Electroacupuncture-induced plasticity between face and hand representations in motor cortex is associated with recovery of function after facial nerve injury

Abstract

Background

Sensorimotor representation in the motor cortex is dynamic, distributed and overlapping. This maintains the capacity for significant functional reorganization throughout life following exercise, or after brain injury, which plays an important role in cortical plasticity.

It has been shown that injuries in limbs or facial nerve lesions cause reorganization in the motor cortex.¹ Animal studies on cortical plasticity indicate that the face representation occupied the hand representation in monkeys with therapeutic amputations, and the forelimb representation occupied the face representation in rats with facial nerve lesions. Furthermore, patients with facial nerve palsy exhibited an expansion and lateral extension of the hand motor area toward the face motor area.² On the contrary, patients with hemifacial spasm showed a decrease in the ipsilateral hand representation area relative to the contralateral side, and the center of gravity of the hand representation moved to the region of cortical face representation.³ Thus, altering plasticity may play an important role in the recovery of function.¹

Case report

The subject was a 54-year-old man who had experienced left peripheral facial nerve paralysis caused by trauma 6 months earlier.
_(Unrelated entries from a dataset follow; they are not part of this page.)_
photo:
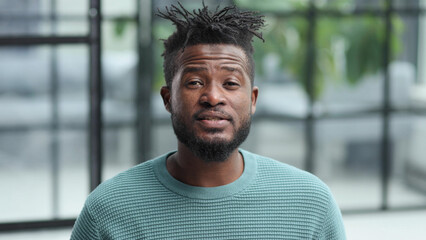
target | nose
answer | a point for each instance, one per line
(212, 95)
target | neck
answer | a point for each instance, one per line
(192, 170)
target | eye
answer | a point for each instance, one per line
(231, 84)
(194, 83)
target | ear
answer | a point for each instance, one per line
(254, 94)
(165, 94)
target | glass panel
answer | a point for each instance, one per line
(408, 179)
(43, 144)
(280, 140)
(412, 4)
(119, 61)
(272, 5)
(34, 17)
(418, 89)
(348, 64)
(163, 138)
(349, 5)
(348, 160)
(72, 7)
(118, 8)
(25, 175)
(280, 67)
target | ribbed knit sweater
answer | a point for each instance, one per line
(270, 200)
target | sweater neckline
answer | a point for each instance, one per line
(195, 192)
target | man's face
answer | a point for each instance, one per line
(211, 99)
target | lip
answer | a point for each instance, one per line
(212, 119)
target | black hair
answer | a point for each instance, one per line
(228, 25)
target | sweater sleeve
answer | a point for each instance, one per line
(85, 226)
(333, 228)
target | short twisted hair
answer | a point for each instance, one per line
(223, 26)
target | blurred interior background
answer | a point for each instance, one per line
(342, 95)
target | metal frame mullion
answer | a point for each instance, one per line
(144, 80)
(310, 89)
(38, 40)
(95, 86)
(386, 146)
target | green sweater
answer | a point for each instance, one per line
(270, 200)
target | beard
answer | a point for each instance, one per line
(215, 150)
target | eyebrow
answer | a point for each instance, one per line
(232, 69)
(193, 69)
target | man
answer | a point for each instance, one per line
(208, 188)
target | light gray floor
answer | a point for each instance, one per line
(390, 226)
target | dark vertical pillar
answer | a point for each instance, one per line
(95, 124)
(385, 142)
(310, 88)
(54, 102)
(144, 81)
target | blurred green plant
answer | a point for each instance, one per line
(346, 48)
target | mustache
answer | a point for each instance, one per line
(214, 110)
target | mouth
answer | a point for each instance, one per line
(211, 119)
(213, 116)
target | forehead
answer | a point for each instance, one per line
(201, 53)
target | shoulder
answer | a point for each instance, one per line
(126, 186)
(276, 175)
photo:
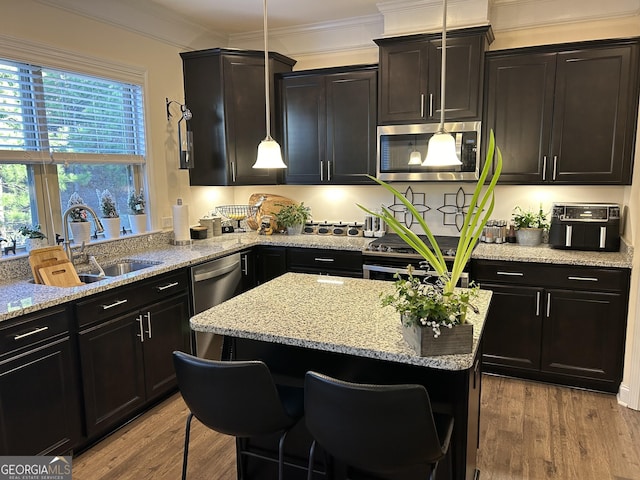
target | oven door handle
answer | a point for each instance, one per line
(367, 269)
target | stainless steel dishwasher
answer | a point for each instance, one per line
(212, 283)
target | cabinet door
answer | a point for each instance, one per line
(112, 371)
(304, 124)
(403, 95)
(244, 107)
(583, 334)
(519, 109)
(166, 329)
(351, 127)
(512, 332)
(464, 73)
(590, 141)
(39, 395)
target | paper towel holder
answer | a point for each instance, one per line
(186, 149)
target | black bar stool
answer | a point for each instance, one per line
(238, 399)
(385, 430)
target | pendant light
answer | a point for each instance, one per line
(269, 153)
(441, 151)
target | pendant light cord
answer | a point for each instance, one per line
(266, 74)
(443, 73)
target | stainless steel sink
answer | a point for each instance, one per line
(127, 266)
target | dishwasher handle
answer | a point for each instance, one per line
(206, 275)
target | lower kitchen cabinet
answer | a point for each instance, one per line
(126, 359)
(39, 385)
(557, 323)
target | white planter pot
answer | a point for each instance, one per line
(111, 227)
(81, 232)
(138, 223)
(529, 237)
(34, 243)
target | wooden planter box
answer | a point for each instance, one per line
(452, 341)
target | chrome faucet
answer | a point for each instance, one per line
(65, 226)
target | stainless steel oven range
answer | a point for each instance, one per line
(388, 255)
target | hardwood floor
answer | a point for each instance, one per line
(529, 431)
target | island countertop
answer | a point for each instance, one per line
(335, 314)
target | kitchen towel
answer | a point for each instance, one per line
(181, 230)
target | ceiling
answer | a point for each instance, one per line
(240, 16)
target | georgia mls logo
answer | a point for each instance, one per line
(35, 468)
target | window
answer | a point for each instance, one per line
(63, 132)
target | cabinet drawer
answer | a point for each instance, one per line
(32, 329)
(324, 260)
(121, 300)
(574, 277)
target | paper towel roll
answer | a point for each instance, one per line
(181, 223)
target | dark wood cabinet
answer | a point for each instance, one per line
(224, 89)
(39, 385)
(329, 125)
(565, 114)
(126, 356)
(410, 76)
(558, 323)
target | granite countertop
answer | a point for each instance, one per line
(334, 314)
(19, 295)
His symptoms included asymmetry of the left corner of the mouth, absence of nasal labial fold, shallowing of the forehead lines, and numbness of the cheeks on the affected side. He was unable to complete the movements required to wrinkle his forehead, close his eyes, show his teeth, drum his cheeks or whistle. He provided written informed consent. The ethics committee of Guangdong Provincial Hospital of Chinese Medicine approved this study in 2017 (ref. Y2017-171).

Acupuncture treatment

The patient completed four sessions of needling at traditional acupuncture points twice per week for a total of 12 months. Stainless steel acupuncture needles (0.25–0.30 mm diameter, 25 mm length; Huatuo) were inserted at ST2, ST4, ST6 and GB14 on the affected side; 2 Hz electrical stimulation was applied for 30 min using a constant-current electroacupuncture (EA) device with moderately strong current intensity (2 mA).

Measurements

House–Brackmann (H-B) paralysis scale scores and electromyography (EMG) were assessed at baseline (T1) and after 3 months (T2), 6 months (T3), 9 months (T4) and 12 months (T5) of acupuncture to help achieve an objective measure of treatment outcome. The long-term effect of EA on the excitability of the motor cortex was evaluated at baseline and after each session via transcranial magnetic stimulation (TMS; Magstim Company Ltd, UK) detection using a figure-eight coil. Then, acupuncture was administered, and another five TMS detections were delivered again after acupuncture needle removal and respectively compared with the data before acupuncture to observe the immediate effect. Motor-evoked potentials (MEPs) were recorded by EMG at the contralateral first dorsal interosseous (FDI) muscles (abductor pollicis brevis) at rest and the bilateral orbicularis oculi (OO) muscle in the task of a blink. The resting motor threshold (RMT) of the FDI and active motor threshold (AMT) of the OO were identified at the hot spot with the lowest input of current intensity. The lowest intensity induced at least 50 mV in hand representation and 100 mV in face representation (three out of five times). MEPs were measured at 120% motor threshold (MT). The sum of the average MEP amplitudes at each stimulated location was calculated.

Outcome

After the acupuncture treatment, the patient was able to complete the movement of his face symmetrically. The treatment outcomes are presented in Figure 1(a). The long-term effect and the immediate effect of acupuncture are presented in Figure 1(b) and (c), respectively.

Figure 1.

(a) Changes in House–Brackmann (H-B) paralysis scale scores and electromyography (EMG) following each acupuncture treatment session. (b) Changes in the sum of motor-evoked potentials (MEPs) following each treatment session. (c) Changes in the sum of orbicularis oculi (OO) and first digital interosseous (FDI = abductor pollicis brevis) muscle MEPs before and after acupuncture. Acupuncture induced an increase in the sum of OO MEPs (p < 0.005) and a decrease in the sum of FDI MEPs (p < 0.05).H-B scales: the House–Brackmann paralysis scales; EMG: electromyography; OO: orbicularis oculi muscle; FDI: abductor pollicis brevis muscle; MEPs: motor-evoked potentials.

Commentary

In the present study, we observed that EA on the affected side could: (1) improve symptoms of the sequelae of facial paralysis; (2) completely restore the function of the facial nerve; and (3) induce changes in excitability in the contralateral motor cortex (increased excitability in face representation and decreased excitability in hand representation). These results suggest that somatosensory stimulus-induced plasticity between the face and hand representations in the motor cortex may correlate with the improvement in facial paralysis.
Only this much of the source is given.